The recent escalation of the attacks roughly coincided with the launch of last week's raids across the border into Russia by multiple pro-Ukrainian military units composed of Russian citizens.

"The number of strikes, airstrikes, and shelling has increased several times. This especially applies to the border areas, which are the epicenter of these battalions' activities,"

Dmytro Lantushenko, the 117th Territorial Defense Brigade spokesman, told Hromadske.

"I will say without exaggeration: since last week, Sumy Oblast is going through perhaps the most difficult time since April 2022, when the Russians left the region," he added.

"We understand that active hostilities are taking place there.

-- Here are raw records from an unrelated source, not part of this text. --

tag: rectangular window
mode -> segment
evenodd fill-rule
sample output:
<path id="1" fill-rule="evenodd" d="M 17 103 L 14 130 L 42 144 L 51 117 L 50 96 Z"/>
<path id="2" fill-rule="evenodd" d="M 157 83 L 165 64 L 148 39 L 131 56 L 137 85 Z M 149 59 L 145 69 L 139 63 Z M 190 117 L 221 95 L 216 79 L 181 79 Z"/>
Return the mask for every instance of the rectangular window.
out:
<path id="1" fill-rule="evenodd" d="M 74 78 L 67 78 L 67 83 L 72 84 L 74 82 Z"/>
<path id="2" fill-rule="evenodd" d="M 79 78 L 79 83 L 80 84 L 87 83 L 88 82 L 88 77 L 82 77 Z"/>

Therefore, Sumy Oblast is the direction that is actively involved in the liberation of Russia today."

Ivan Kyrychevskyi of Defense Express also alleged the two events could be related, and the uptick in strikes in Velyka Pysarivka, in particular may have been an attempt to target the fighters.

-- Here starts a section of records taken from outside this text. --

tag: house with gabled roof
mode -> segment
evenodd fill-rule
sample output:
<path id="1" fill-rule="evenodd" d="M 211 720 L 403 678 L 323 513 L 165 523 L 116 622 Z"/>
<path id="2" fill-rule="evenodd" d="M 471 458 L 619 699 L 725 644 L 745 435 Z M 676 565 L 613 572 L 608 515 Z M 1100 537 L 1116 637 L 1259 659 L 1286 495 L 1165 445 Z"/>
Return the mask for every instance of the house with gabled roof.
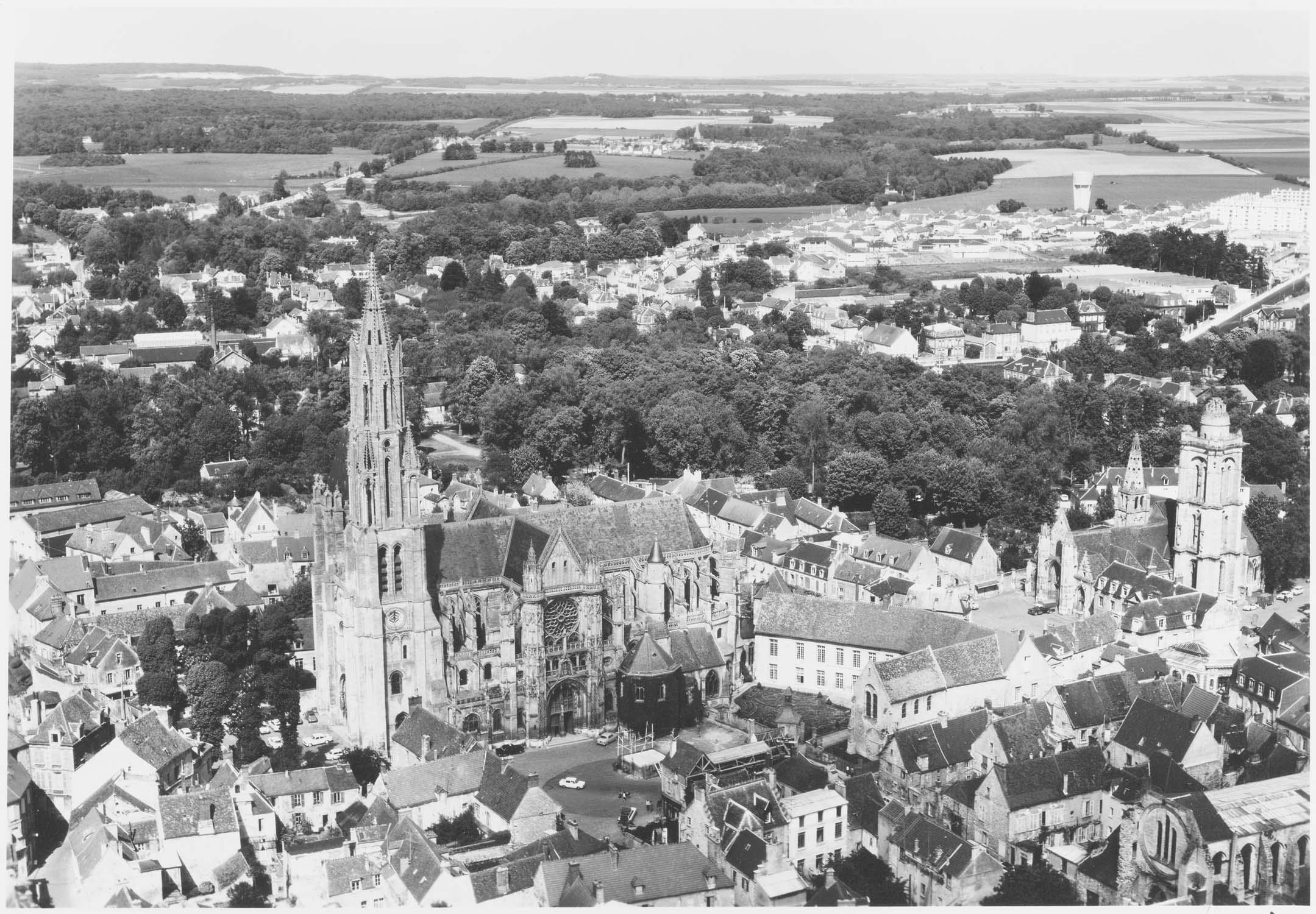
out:
<path id="1" fill-rule="evenodd" d="M 1225 747 L 1205 718 L 1137 698 L 1105 746 L 1112 767 L 1133 768 L 1159 755 L 1207 788 L 1220 786 Z"/>
<path id="2" fill-rule="evenodd" d="M 628 905 L 729 907 L 730 878 L 692 844 L 613 846 L 603 854 L 545 860 L 534 877 L 540 907 Z"/>
<path id="3" fill-rule="evenodd" d="M 233 794 L 205 790 L 162 796 L 159 835 L 161 848 L 166 854 L 176 854 L 183 864 L 184 885 L 220 884 L 224 878 L 218 872 L 226 869 L 241 850 Z M 233 881 L 228 880 L 229 884 Z"/>
<path id="4" fill-rule="evenodd" d="M 250 775 L 247 784 L 274 806 L 279 823 L 293 832 L 322 830 L 363 796 L 346 765 Z"/>
<path id="5" fill-rule="evenodd" d="M 1104 746 L 1138 697 L 1138 680 L 1129 671 L 1059 683 L 1042 701 L 1051 706 L 1051 730 L 1075 746 L 1096 738 Z"/>
<path id="6" fill-rule="evenodd" d="M 1095 840 L 1104 771 L 1096 746 L 992 765 L 974 796 L 975 839 L 998 859 L 1029 864 L 1044 847 Z"/>
<path id="7" fill-rule="evenodd" d="M 486 755 L 461 752 L 433 761 L 384 772 L 376 789 L 384 793 L 399 815 L 429 827 L 441 818 L 454 818 L 475 804 L 475 793 L 484 777 Z"/>
<path id="8" fill-rule="evenodd" d="M 129 638 L 99 625 L 91 626 L 78 644 L 64 656 L 75 685 L 89 688 L 107 698 L 132 694 L 141 665 Z"/>
<path id="9" fill-rule="evenodd" d="M 82 802 L 116 772 L 154 784 L 161 796 L 204 785 L 215 755 L 213 747 L 193 743 L 157 714 L 142 714 L 120 727 L 118 735 L 74 772 L 74 800 Z"/>
<path id="10" fill-rule="evenodd" d="M 905 815 L 883 859 L 905 880 L 915 905 L 950 907 L 980 903 L 1004 872 L 979 844 L 955 835 L 924 815 Z"/>
<path id="11" fill-rule="evenodd" d="M 416 706 L 411 714 L 393 730 L 392 768 L 407 768 L 425 761 L 433 761 L 449 755 L 467 752 L 474 746 L 474 738 L 453 725 L 432 714 L 424 706 Z"/>
<path id="12" fill-rule="evenodd" d="M 488 832 L 507 831 L 512 844 L 526 844 L 551 831 L 562 804 L 540 786 L 537 772 L 521 773 L 505 759 L 486 754 L 475 793 L 475 821 Z"/>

However, he was cautious to draw any firm conclusions, adding Russia may "simply wanted to shell Sumy Oblast more because they have a sufficient number of aerial bombs for this."

There's also the simple matter of geography – Sumy Oblast borders Russia and, just like Kharkiv to the southeast, is in range of far more of Russia's weapons systems than cities such as Kyiv in more central areas that can only be hit by missiles and drones.

Russian volunteer fighters from the Siberian Battalion claimed to have entered the Gorkovsky settlement on March 17, 2024 in Russia's Belgorod Oblast and taken control of the local administration building. (Siberian Battalion/Telegram)

In the summer of last year, after Ukrainian forces liberated Sumy Oblast following a short-lived Russian occupation, a 5-kilometer exclusion zone along the border was established.

This is now clearly inadequate to protect Ukrainians from indiscriminate Russian attacks.

Evacuation

On March 15, Ukrainian authorities announced the mass evacuation of communities in the region, but ongoing attacks made such operations difficult and, at times, impossible.

Over 180 residents from areas adjacent to the Velyka Pysarivka community had been evacuated.

The town of Velyka Pysarivka, with a pre-war population of about 4,000, is located directly on the Ukraine-Russia border.

Authorities said some 4,500 residents, including 829 children, had been evacuated from 22 villages in Sumy Oblast but did not say over what time period this had occurred.

Mysnyk said on March 18: "Due to the density of shelling, it is impossible for evacuation groups to do this even without transport, on foot.

"Mostly elderly people remain in the villages, staying in basements. Whenever possible, we deliver food and necessary things there."